[conspire] "immunity" (COVID-19, ...) Re: Numbers racket

Rick Moen rick at linuxmafia.com
Sat May 2 16:22:46 PDT 2020


Quoting Paul Zander (paulz at ieee.org):

> Maybe someone the list can answer this without too much
> technicalities.  
> 
> My (miss) understanding was that most diseases are specific to one
> species.  Most animal diseases don't infect humans and vice versa.  A
> few years ago there was an avian flu that raised a lot of concern
> because it could sicken both birds and people. Why is this?
> 
> Now I am hearing stories about tigers, dogs and cats with Covid19.  I
> won't ask how the animals got tested.

To summarise the summary of the summary:  evolution.

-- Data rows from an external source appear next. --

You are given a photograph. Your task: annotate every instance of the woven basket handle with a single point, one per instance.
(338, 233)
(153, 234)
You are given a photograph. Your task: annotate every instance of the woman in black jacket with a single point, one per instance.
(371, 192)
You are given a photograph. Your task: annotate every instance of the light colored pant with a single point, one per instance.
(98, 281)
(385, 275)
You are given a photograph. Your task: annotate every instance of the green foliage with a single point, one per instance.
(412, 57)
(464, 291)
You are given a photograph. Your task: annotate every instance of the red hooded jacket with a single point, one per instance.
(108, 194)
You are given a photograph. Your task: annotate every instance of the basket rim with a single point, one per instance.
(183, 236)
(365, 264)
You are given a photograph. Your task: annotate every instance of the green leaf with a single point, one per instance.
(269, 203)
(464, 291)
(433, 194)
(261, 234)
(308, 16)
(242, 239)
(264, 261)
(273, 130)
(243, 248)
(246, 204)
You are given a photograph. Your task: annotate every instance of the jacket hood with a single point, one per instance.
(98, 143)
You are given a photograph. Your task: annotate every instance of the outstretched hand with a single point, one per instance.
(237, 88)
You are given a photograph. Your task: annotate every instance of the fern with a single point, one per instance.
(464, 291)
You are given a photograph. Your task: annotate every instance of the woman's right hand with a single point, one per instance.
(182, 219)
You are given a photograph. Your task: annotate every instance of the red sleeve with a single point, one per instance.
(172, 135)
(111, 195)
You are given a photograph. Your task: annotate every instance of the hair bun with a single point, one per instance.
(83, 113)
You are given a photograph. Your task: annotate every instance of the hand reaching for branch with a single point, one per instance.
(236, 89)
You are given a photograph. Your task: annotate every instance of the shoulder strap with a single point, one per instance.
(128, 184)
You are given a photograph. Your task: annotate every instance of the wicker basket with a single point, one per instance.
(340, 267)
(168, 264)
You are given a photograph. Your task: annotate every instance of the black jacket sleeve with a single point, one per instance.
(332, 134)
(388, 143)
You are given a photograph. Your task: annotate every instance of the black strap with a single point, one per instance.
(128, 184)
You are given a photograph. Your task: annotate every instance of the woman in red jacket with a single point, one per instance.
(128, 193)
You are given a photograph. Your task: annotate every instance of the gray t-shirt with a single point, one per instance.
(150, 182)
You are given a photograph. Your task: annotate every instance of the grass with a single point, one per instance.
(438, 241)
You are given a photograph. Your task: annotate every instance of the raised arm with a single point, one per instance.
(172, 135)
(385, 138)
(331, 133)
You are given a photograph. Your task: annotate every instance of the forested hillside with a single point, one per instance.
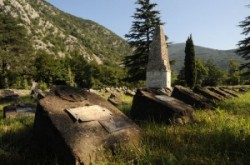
(40, 43)
(220, 57)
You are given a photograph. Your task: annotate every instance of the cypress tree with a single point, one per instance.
(190, 69)
(244, 45)
(140, 37)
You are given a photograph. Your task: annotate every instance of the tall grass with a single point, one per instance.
(17, 143)
(221, 136)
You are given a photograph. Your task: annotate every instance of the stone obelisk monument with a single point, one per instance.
(158, 68)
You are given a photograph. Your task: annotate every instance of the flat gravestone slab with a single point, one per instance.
(90, 113)
(164, 98)
(115, 124)
(70, 94)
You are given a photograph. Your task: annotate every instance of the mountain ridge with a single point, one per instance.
(220, 57)
(59, 33)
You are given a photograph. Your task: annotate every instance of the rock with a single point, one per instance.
(129, 92)
(207, 93)
(8, 95)
(189, 97)
(230, 92)
(11, 111)
(115, 99)
(160, 108)
(79, 125)
(220, 92)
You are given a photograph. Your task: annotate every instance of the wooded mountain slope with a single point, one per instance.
(220, 57)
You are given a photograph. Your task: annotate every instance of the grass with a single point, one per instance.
(17, 142)
(221, 136)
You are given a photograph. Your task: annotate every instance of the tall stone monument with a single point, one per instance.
(158, 68)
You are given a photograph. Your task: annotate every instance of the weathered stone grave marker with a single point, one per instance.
(154, 101)
(79, 125)
(158, 68)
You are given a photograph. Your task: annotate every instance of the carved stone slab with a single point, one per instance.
(70, 94)
(90, 113)
(115, 124)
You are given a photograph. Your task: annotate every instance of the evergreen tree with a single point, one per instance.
(244, 45)
(146, 18)
(201, 71)
(189, 64)
(215, 76)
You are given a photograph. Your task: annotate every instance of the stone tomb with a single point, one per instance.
(148, 105)
(79, 125)
(188, 96)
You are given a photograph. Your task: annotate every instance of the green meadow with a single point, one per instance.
(221, 136)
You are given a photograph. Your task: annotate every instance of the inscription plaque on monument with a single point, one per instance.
(90, 113)
(158, 68)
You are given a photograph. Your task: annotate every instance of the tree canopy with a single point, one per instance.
(146, 18)
(244, 45)
(189, 64)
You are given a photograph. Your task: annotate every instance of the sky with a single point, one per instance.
(212, 23)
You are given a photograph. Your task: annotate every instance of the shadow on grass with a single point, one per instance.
(20, 147)
(184, 146)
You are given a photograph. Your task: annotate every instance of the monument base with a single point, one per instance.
(158, 79)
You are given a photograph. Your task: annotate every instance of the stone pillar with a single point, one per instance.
(158, 68)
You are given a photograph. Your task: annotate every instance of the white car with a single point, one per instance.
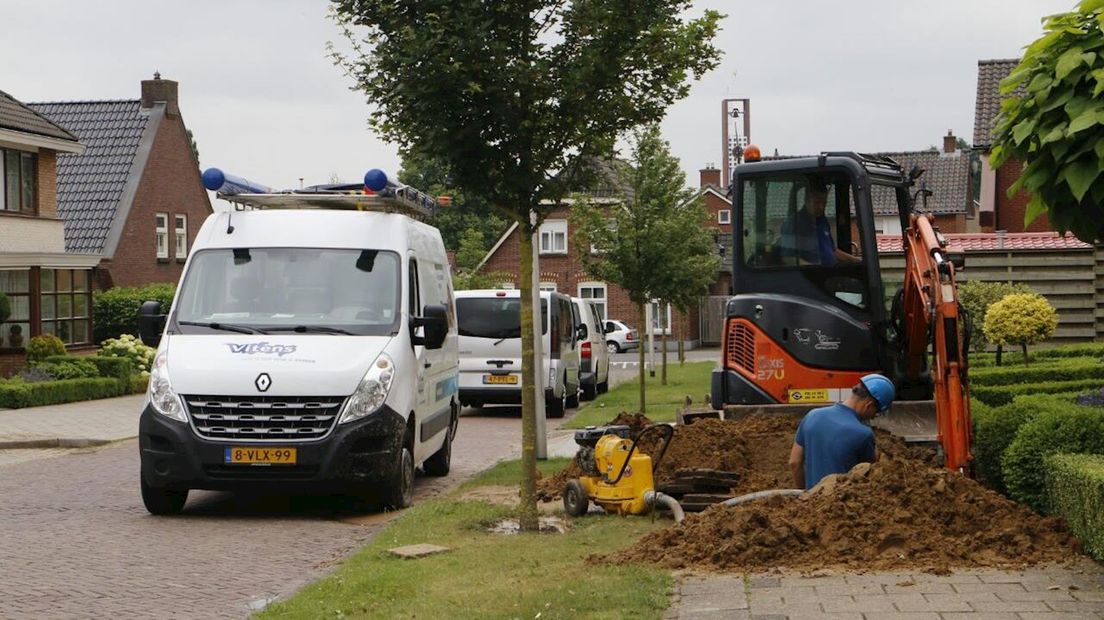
(619, 337)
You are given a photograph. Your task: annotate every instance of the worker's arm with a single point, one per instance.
(797, 465)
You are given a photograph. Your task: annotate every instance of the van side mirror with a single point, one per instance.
(150, 323)
(434, 321)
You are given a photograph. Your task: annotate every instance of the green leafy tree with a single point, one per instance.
(977, 297)
(510, 95)
(653, 244)
(1021, 318)
(1052, 120)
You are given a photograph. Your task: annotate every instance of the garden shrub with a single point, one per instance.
(17, 394)
(115, 310)
(42, 346)
(996, 428)
(129, 348)
(1075, 491)
(1068, 429)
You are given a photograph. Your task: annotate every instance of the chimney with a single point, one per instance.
(710, 175)
(157, 89)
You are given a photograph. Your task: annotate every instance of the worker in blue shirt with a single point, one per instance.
(834, 439)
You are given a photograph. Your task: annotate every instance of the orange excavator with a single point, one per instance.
(811, 311)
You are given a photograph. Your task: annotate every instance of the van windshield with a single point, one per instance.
(292, 290)
(492, 317)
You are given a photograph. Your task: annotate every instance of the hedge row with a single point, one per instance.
(1075, 491)
(1069, 428)
(17, 395)
(999, 395)
(1073, 370)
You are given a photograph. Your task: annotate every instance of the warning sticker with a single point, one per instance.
(809, 396)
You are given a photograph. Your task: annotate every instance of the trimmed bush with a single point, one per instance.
(17, 394)
(42, 346)
(1075, 491)
(115, 310)
(996, 428)
(1070, 429)
(999, 395)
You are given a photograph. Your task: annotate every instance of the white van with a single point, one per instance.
(593, 355)
(489, 327)
(309, 350)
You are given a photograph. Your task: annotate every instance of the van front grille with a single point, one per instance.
(264, 418)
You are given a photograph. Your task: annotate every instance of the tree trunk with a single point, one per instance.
(527, 512)
(640, 317)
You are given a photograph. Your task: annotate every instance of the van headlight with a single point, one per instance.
(372, 391)
(161, 396)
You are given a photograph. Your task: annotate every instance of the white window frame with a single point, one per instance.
(601, 302)
(161, 227)
(180, 235)
(553, 236)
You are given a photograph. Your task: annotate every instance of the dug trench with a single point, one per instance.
(903, 512)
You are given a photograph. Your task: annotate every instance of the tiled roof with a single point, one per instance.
(91, 185)
(946, 175)
(993, 242)
(19, 117)
(989, 74)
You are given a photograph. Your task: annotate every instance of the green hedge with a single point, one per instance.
(1065, 429)
(115, 310)
(999, 395)
(14, 395)
(996, 427)
(1075, 491)
(1057, 371)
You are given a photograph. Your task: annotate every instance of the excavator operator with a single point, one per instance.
(834, 439)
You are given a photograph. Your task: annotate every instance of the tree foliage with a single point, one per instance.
(977, 297)
(1021, 318)
(509, 95)
(656, 245)
(1052, 120)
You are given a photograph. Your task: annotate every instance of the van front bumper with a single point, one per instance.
(352, 456)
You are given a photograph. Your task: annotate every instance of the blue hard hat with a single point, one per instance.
(880, 388)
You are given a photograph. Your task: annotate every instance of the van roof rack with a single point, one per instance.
(391, 198)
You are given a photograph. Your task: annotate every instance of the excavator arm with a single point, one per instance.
(931, 317)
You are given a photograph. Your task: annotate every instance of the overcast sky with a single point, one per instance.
(265, 103)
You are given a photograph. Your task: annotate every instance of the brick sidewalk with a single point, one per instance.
(71, 425)
(1044, 592)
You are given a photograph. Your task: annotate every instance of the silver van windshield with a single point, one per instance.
(305, 290)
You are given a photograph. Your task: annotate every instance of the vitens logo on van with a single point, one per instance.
(262, 349)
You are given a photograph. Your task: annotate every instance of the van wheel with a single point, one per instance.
(161, 500)
(399, 488)
(554, 407)
(439, 462)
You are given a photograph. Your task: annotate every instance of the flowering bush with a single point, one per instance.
(130, 348)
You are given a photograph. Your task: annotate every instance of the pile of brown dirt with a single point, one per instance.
(898, 513)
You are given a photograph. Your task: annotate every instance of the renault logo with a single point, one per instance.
(264, 382)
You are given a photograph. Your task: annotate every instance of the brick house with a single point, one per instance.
(49, 289)
(135, 195)
(561, 270)
(996, 211)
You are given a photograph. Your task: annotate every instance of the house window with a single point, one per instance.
(554, 236)
(181, 236)
(162, 235)
(18, 181)
(594, 292)
(66, 305)
(16, 330)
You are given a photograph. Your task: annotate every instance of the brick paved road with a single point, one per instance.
(75, 541)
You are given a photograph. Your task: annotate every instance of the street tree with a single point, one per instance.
(1052, 120)
(511, 94)
(638, 244)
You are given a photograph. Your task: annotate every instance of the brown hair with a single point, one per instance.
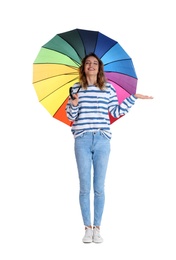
(101, 79)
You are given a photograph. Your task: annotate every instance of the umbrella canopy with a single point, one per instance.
(55, 68)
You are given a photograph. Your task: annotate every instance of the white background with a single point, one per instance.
(39, 209)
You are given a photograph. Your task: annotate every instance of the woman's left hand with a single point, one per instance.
(143, 96)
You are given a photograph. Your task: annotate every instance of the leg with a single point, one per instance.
(84, 160)
(101, 151)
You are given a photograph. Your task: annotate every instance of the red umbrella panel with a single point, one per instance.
(55, 68)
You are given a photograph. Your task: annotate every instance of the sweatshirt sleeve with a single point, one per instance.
(71, 111)
(116, 109)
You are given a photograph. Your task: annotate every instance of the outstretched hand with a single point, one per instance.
(143, 96)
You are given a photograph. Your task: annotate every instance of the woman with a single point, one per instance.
(92, 100)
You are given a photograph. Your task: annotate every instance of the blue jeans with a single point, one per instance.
(92, 150)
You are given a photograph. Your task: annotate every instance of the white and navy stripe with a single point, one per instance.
(94, 106)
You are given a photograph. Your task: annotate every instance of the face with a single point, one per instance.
(91, 66)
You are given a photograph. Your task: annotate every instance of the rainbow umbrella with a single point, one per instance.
(55, 68)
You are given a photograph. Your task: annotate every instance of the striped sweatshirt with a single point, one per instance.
(94, 106)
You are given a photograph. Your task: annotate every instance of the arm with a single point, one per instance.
(143, 96)
(72, 108)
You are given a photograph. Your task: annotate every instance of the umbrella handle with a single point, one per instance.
(71, 93)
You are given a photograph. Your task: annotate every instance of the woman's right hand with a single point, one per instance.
(75, 101)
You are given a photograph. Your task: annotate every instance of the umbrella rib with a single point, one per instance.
(57, 89)
(66, 74)
(77, 63)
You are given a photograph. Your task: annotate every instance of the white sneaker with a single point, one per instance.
(88, 235)
(96, 235)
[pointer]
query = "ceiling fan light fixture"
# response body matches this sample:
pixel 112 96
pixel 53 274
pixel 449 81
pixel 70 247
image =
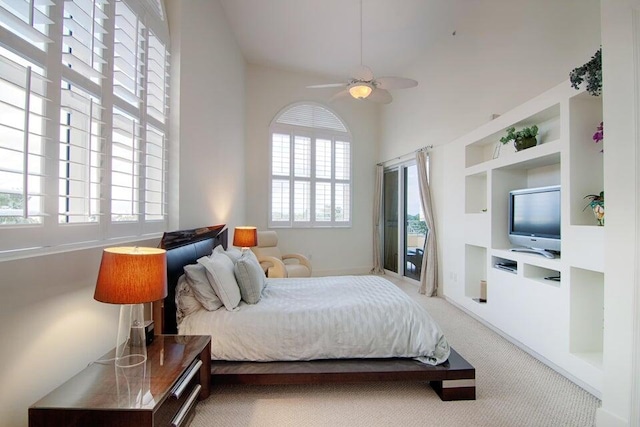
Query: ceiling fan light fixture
pixel 360 90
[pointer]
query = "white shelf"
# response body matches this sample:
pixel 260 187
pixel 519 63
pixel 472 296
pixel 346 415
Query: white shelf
pixel 570 310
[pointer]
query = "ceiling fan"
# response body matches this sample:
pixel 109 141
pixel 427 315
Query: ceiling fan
pixel 363 84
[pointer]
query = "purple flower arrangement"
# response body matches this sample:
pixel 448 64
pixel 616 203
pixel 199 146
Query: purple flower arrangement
pixel 597 137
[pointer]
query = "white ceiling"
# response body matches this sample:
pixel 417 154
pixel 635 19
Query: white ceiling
pixel 323 36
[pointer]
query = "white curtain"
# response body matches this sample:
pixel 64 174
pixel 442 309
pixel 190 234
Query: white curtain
pixel 377 222
pixel 429 275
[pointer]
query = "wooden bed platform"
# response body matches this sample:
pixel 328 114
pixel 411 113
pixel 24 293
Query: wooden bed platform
pixel 452 380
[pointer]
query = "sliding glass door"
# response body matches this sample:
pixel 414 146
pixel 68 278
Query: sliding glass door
pixel 405 230
pixel 390 238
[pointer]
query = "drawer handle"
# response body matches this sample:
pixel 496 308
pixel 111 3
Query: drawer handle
pixel 177 392
pixel 181 415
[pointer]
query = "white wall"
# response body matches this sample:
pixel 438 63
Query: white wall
pixel 503 54
pixel 333 251
pixel 209 83
pixel 51 326
pixel 621 73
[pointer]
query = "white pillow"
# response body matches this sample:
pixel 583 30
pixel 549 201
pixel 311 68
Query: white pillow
pixel 250 277
pixel 196 276
pixel 219 270
pixel 186 302
pixel 232 253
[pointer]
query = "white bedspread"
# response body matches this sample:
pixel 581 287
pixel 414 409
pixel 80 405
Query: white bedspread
pixel 322 318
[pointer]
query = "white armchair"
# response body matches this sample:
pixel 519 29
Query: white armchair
pixel 274 263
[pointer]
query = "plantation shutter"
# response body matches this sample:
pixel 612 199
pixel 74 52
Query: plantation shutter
pixel 125 167
pixel 82 41
pixel 81 145
pixel 27 19
pixel 312 142
pixel 22 126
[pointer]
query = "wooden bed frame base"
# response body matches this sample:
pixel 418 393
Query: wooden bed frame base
pixel 452 380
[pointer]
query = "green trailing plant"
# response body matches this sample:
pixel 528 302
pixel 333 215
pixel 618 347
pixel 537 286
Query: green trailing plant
pixel 596 203
pixel 595 200
pixel 526 133
pixel 591 72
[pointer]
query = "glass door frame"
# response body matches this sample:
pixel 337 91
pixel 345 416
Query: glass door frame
pixel 400 169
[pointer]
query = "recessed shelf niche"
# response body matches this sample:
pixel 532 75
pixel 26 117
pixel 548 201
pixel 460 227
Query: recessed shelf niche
pixel 586 315
pixel 475 269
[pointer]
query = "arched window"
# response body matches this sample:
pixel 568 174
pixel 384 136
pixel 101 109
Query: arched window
pixel 310 168
pixel 84 123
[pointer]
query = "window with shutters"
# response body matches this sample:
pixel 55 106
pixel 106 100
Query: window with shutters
pixel 310 183
pixel 83 122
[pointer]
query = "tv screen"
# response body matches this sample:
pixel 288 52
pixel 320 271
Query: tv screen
pixel 534 218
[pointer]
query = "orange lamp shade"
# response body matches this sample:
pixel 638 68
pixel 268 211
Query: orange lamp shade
pixel 245 237
pixel 132 275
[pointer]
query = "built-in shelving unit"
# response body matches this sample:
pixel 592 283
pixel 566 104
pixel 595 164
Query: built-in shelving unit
pixel 552 307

Humans weren't the original host organisms of the pathogens that cause
measles, smallpox, influenza, HIV, diphtheria, the common cold,
tuberculosis, bubonic plague, salmonellosis, Rocky Mountain spotted
fever, Lyme disease, avian influenza, West Nile virus, rabies, anthrax, 
tularemia, Zika fever, trichinosis, swine flu, rat-bite fever, Rift
Valley fever, Lassa fever, leprosy, hantavirus, giardiasis, Marburg
viral haemorrhagic fever, Ebola virus disease, Chagas disease, and so
on, but some human molecular-biological subsystems have enough
commonalities with the usual host animal that the pathogen figuratively
says 'Hey, this is like that other place I live.  Let's move in.'

Consider avian H5N1 influenza.  If the virus stumbles into alpha 2-3
sialic acid receptors on any animal species cell, it binds to that
receptor and enters the cell.  In humans, there are a lot of these
cell-wall receptors in the gut -- or so I gather (not totally sure about
that).  If it has invaded lots of those cells before the immune system
mops up the invasion, then the resulting immune-system five-alarm
freakout induces large-scale inflammation and a cytokine storm, leading
in about half of cases to death.  Fun!  But, point is, the mechanism of 
cell entry is very non-species-isolated.

Over a very long timescale, it would be comforting (if human lives were
a lot longer, at least) to remember what Michael Crichton's character
Dr. Stone observed in _The Andromeda Strain_:  that pathogens are failed
symbiotes.  The pathogen making its host ill or dead is destroying its
home, which isn't in its evolutionary interest.  This is one reason why
some diseases that were very deadly earlier in human history have become
much less so, over hundreds of years or a thousand or so.